やがて、彼らは村の奥にある共同の倉庫のような建物に通された。そこには代々受け継がれてきた古文書や記録が保管されているという。
最初は断られそうになったが、エネルの一言で態度が軟化し、数冊を見せてもらえることになった。
埃をかぶった巻物を手に取り、慎重に開いたエミリは、ある一節に目を留める。
――“アランの子と共に歌い踊った。彼は隣で笑っていた。許されぬことと知りながら、それでも心は止められなかった。”
「……これって……」
エミリは小さく息をのむ。
ゼル族の者が、かつてアラン族と交流し、友として、あるいは恋人として心を通わせていた記録――。
エミリは心臓がどきどきするのを感じながら、そっと巻物を閉じた。
「……ゼル族の中にも、アラン族と心を通わせていた人がいたんですね」
案内役の若者は気まずそうに視線をそらした。
「そんなものは……昔の愚か者の記録だ。俺たちにとっては恥でしかない」
エネルは横で腕を組み、静かに言った。
「好意を抱くのは神の理に反することじゃない。むしろ自然の流れのひとつだ」
若者は言い返せず、口を閉じる。
エミリは胸に残った重さを抱えながら、次はアラン族の村を訪れることになった。
***
アラン族の村は、ゼル族とは対照的だった。森の木々を切り開き、石で築かれた頑丈な建物が並び、中央には見張り台がそびえている。村全体から「守るための力」を重んじる気風が伝わってきた。

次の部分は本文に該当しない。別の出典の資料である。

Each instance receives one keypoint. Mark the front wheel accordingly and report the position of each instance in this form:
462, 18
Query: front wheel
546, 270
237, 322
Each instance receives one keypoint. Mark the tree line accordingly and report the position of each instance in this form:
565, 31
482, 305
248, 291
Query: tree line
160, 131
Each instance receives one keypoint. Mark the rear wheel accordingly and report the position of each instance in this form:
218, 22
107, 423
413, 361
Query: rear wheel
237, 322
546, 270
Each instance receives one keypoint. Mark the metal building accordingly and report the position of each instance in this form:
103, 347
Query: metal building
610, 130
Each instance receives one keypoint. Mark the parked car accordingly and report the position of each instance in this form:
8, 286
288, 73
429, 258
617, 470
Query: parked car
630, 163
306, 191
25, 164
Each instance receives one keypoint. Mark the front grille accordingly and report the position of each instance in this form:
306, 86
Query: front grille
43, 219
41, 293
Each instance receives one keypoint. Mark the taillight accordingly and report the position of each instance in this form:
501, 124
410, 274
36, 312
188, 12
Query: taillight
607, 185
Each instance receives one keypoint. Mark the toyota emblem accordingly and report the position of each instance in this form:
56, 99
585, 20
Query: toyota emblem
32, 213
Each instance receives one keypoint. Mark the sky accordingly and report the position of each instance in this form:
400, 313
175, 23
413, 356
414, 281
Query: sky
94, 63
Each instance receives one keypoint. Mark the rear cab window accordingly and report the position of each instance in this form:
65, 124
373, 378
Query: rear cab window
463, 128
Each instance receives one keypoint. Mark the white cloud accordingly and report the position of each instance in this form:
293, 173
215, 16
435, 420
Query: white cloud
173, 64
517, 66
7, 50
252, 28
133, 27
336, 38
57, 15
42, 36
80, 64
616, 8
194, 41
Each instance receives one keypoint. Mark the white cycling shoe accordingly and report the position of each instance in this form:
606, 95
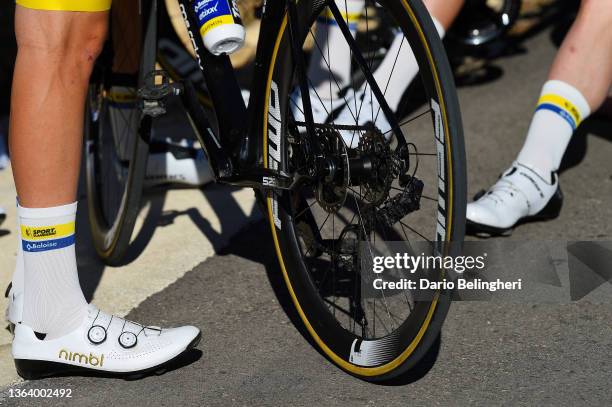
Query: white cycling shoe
103, 344
520, 195
361, 108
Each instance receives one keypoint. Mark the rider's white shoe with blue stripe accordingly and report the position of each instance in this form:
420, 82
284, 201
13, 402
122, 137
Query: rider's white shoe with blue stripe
103, 344
520, 195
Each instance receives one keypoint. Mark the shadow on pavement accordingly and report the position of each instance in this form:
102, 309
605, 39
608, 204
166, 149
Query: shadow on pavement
578, 147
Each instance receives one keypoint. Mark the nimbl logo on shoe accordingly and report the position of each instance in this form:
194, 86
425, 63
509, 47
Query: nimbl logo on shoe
43, 238
91, 360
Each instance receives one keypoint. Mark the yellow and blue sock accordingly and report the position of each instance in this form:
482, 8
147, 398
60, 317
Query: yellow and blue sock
560, 110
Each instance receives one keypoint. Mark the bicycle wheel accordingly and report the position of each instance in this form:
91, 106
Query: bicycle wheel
116, 151
341, 201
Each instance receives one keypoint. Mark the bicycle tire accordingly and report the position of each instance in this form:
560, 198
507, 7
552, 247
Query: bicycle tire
417, 334
111, 231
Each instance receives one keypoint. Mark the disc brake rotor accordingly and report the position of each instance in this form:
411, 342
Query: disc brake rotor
376, 187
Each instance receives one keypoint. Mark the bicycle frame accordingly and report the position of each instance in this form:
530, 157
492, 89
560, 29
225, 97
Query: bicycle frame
229, 133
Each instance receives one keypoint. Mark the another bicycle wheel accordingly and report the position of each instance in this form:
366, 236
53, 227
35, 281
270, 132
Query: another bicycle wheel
116, 147
375, 188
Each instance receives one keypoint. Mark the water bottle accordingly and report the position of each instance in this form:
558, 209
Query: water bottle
220, 25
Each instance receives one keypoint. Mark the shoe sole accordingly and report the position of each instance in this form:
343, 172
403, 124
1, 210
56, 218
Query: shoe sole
37, 369
551, 211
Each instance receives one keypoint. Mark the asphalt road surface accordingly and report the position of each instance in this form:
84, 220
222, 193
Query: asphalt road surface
489, 354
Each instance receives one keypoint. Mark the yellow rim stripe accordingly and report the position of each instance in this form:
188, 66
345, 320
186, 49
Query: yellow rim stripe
34, 233
66, 5
363, 371
350, 17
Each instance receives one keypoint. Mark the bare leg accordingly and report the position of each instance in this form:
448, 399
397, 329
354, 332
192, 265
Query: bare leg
444, 11
56, 54
585, 58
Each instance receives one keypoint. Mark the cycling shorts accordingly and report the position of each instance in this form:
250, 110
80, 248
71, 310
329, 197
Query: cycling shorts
66, 5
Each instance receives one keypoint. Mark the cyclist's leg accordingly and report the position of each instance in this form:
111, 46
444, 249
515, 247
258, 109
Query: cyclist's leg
57, 50
578, 83
584, 67
56, 53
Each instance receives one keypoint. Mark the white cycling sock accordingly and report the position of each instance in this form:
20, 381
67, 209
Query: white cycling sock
18, 274
331, 48
560, 111
53, 301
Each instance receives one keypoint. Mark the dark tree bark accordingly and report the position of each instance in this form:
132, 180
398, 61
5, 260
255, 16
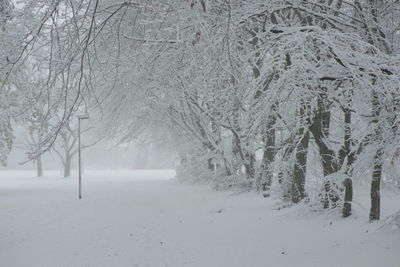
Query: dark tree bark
300, 167
375, 186
67, 165
331, 163
266, 172
348, 183
378, 160
39, 166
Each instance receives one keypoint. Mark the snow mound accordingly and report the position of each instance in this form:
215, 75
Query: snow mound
392, 223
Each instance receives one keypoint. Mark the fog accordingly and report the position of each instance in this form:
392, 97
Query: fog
105, 154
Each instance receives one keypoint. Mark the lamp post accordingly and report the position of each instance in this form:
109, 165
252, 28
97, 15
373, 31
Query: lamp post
82, 116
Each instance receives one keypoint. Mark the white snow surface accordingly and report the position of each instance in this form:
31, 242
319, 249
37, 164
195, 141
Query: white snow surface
146, 218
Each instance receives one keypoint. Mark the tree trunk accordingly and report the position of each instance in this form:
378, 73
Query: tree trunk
375, 186
378, 160
300, 167
330, 162
39, 166
348, 183
67, 166
266, 172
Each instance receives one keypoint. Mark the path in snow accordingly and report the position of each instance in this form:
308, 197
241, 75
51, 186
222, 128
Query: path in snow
140, 218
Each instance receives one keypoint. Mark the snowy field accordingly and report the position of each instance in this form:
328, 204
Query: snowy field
145, 218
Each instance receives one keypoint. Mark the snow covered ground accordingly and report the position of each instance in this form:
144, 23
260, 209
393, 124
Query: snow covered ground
145, 218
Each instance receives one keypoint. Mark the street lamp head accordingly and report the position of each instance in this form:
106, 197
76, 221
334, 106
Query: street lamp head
83, 116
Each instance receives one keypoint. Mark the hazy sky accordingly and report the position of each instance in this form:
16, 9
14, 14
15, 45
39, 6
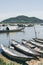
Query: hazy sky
12, 8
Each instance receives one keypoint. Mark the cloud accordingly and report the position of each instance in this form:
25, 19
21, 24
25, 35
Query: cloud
38, 14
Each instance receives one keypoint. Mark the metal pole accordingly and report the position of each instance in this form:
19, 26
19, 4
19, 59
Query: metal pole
35, 32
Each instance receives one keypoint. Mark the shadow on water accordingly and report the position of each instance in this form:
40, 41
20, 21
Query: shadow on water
15, 60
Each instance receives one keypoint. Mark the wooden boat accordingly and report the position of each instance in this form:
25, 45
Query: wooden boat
39, 50
23, 49
27, 44
10, 29
36, 44
12, 53
38, 40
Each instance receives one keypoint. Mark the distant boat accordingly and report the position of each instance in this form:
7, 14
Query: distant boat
10, 28
36, 44
27, 43
38, 40
23, 49
15, 54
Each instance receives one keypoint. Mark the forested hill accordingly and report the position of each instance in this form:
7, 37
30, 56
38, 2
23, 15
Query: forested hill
23, 19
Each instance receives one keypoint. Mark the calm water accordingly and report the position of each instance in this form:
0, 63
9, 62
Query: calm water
28, 33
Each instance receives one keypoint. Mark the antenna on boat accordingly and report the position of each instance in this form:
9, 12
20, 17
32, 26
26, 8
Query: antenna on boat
9, 40
35, 31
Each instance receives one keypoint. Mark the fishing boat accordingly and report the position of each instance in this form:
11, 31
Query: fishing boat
10, 28
36, 44
12, 53
27, 43
23, 49
38, 40
39, 50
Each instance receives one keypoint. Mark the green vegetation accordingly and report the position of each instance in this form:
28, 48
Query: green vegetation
22, 19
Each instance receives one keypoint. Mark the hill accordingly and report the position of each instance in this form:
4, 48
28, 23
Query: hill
23, 19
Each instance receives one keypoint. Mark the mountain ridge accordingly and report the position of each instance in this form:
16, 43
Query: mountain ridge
23, 19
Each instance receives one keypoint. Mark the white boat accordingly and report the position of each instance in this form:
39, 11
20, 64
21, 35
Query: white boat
36, 44
15, 54
27, 44
38, 40
10, 28
23, 49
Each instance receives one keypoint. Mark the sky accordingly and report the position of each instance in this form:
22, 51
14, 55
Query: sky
13, 8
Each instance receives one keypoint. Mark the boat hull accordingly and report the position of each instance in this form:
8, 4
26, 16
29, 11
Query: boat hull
15, 30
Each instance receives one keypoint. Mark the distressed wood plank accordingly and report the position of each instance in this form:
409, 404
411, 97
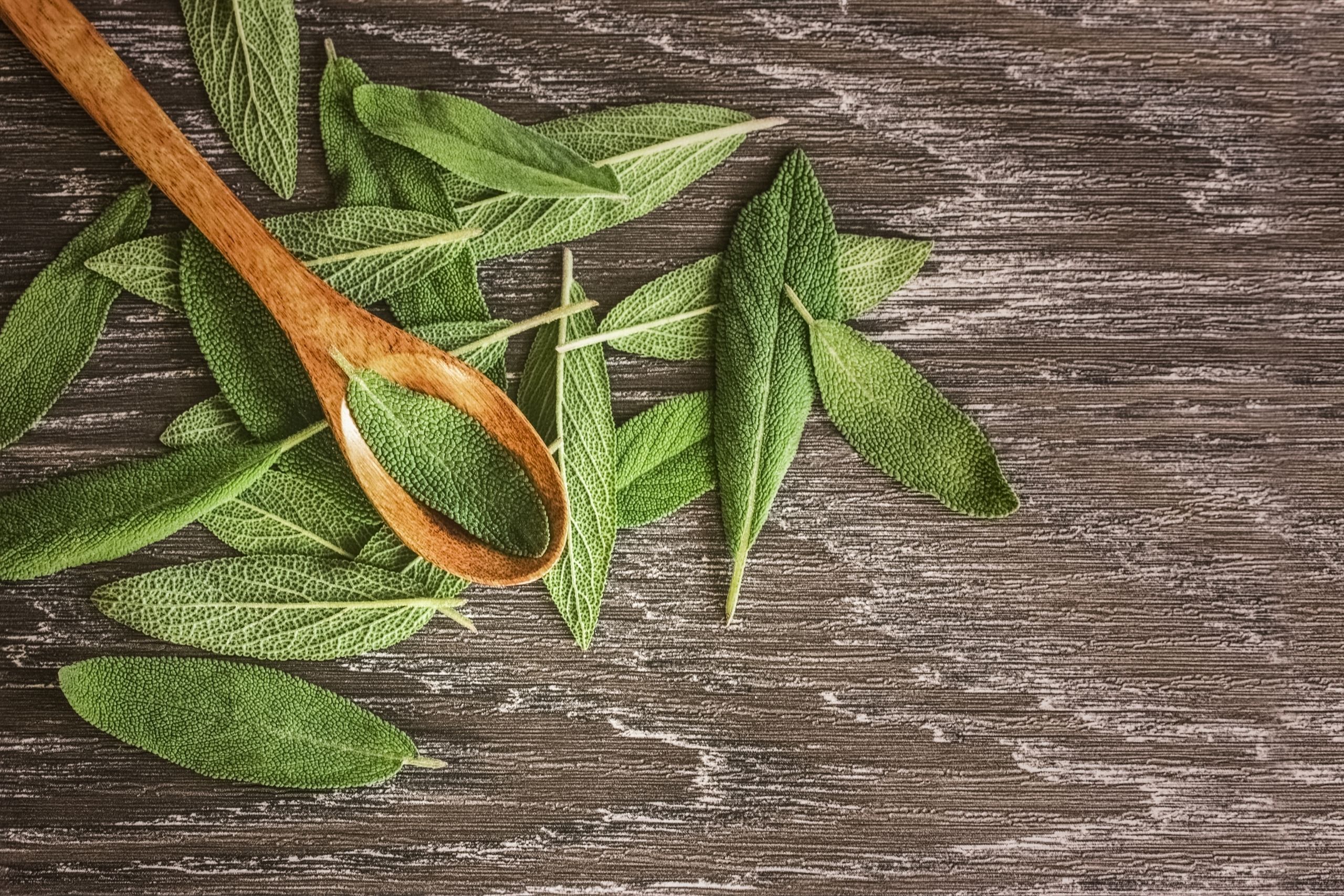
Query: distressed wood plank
1132, 686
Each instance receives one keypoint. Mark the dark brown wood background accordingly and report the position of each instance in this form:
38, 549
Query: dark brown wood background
1136, 684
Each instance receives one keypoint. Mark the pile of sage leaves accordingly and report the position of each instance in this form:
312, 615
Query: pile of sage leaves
428, 186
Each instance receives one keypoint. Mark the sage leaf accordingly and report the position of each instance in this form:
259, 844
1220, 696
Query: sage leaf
310, 504
762, 371
655, 151
905, 426
480, 145
568, 398
209, 422
673, 318
664, 458
53, 327
109, 512
454, 336
386, 551
273, 608
371, 171
366, 253
289, 513
447, 460
248, 56
244, 345
147, 268
238, 722
873, 268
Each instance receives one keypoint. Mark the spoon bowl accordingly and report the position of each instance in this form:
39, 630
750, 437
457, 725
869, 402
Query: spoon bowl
316, 319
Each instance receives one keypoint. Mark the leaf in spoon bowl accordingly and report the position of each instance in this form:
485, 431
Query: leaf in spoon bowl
480, 145
238, 722
275, 606
447, 460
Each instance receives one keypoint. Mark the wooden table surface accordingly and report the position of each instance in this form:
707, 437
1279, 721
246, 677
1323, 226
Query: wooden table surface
1136, 684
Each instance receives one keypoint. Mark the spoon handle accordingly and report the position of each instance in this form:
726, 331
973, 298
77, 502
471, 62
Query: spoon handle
92, 71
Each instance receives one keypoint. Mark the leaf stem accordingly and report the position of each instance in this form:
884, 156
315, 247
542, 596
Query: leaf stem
797, 304
424, 242
523, 325
701, 138
730, 606
303, 436
634, 328
566, 288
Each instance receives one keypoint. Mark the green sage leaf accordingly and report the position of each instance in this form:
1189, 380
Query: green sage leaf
371, 171
452, 336
673, 318
655, 151
238, 722
368, 253
289, 513
664, 458
248, 56
147, 268
244, 345
210, 422
905, 426
480, 145
109, 512
273, 608
53, 327
762, 373
386, 551
447, 460
569, 398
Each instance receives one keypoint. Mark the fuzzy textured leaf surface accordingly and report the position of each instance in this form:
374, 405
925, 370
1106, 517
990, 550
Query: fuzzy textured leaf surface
147, 268
289, 513
386, 551
873, 268
310, 504
54, 325
673, 318
569, 397
210, 422
447, 460
905, 426
371, 171
244, 345
664, 458
248, 56
762, 371
273, 608
518, 224
369, 253
480, 145
238, 722
113, 511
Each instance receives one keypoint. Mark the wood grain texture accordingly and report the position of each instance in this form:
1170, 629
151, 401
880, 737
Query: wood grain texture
1132, 686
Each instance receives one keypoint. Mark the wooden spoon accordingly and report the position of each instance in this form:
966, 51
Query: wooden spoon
315, 318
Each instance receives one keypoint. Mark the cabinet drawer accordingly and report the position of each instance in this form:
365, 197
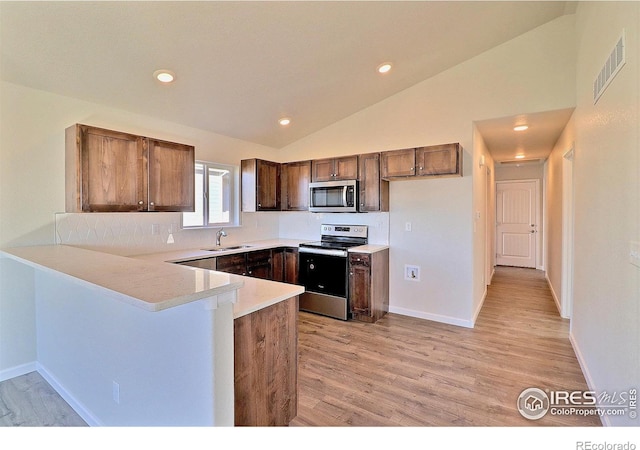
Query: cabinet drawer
360, 259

「……昔は同じ神を信仰していたのが、解釈の違いでやがて別の神として後世に伝わる……神って、結局は信じる人次第で形を変えるものなんですね」
エミリの言葉に、エネルは軽く頷きながら答えた。
「そうだな。信じる者の数だけ神の姿は変わる。だからこそ、どちらも自分たちの神が正しいと信じて譲れなかったんだ」
彼らもまた、記録を保管する場所を持っていた。族長の計らいで一部を閲覧できることになり、エミリはそこで驚くべきものを見つける。
――“ゼルの娘の笑顔が忘れられない。”
「……!」
エミリは手を口にあて、目を見開いた。
ゼル族の文書に残っていた“彼”と、アラン族の文書に記された“彼女”。
――時代も内容も一致している。
「エネルさん……これ、同じ二人のことを記録してますよね」
震える声でそう言うエミリに、エネルはうなずいた。
「……ああ。つまり、分かれた部族の間にあっても、互いを理解しようとした者たちが確かに存在したということだ……俺の両親のようにな」
胸が熱くなるのを感じながら、エミリは深く息をついた。
その後、アラン族の村を出たエミリは、聖地の奥――魔獣の巣の周辺を歩きながら、メモ帳に両部族の情報をまとめていた。ふと、岩の隙間に古ぼけた紙片が土に半分埋もれているのに目が留まる。
「ん……これは……?」
拾い上げて広げると、走り書きの小さな願い事が、ひっそりと紙面に並んでいた。
――「ゼル族のあの子と、森の奥でこっそり話したい」
――「アラン族のあの子と、また一緒に踊れますように」
どれも、表向きには許されぬ思いが率直に書かれている。エミリは息をのんだ。
「……なるほど。族長やしきたりに縛られても、みんな本当は仲良くしたいんですね」
紙を握りしめ、エミリは小さく頷いた。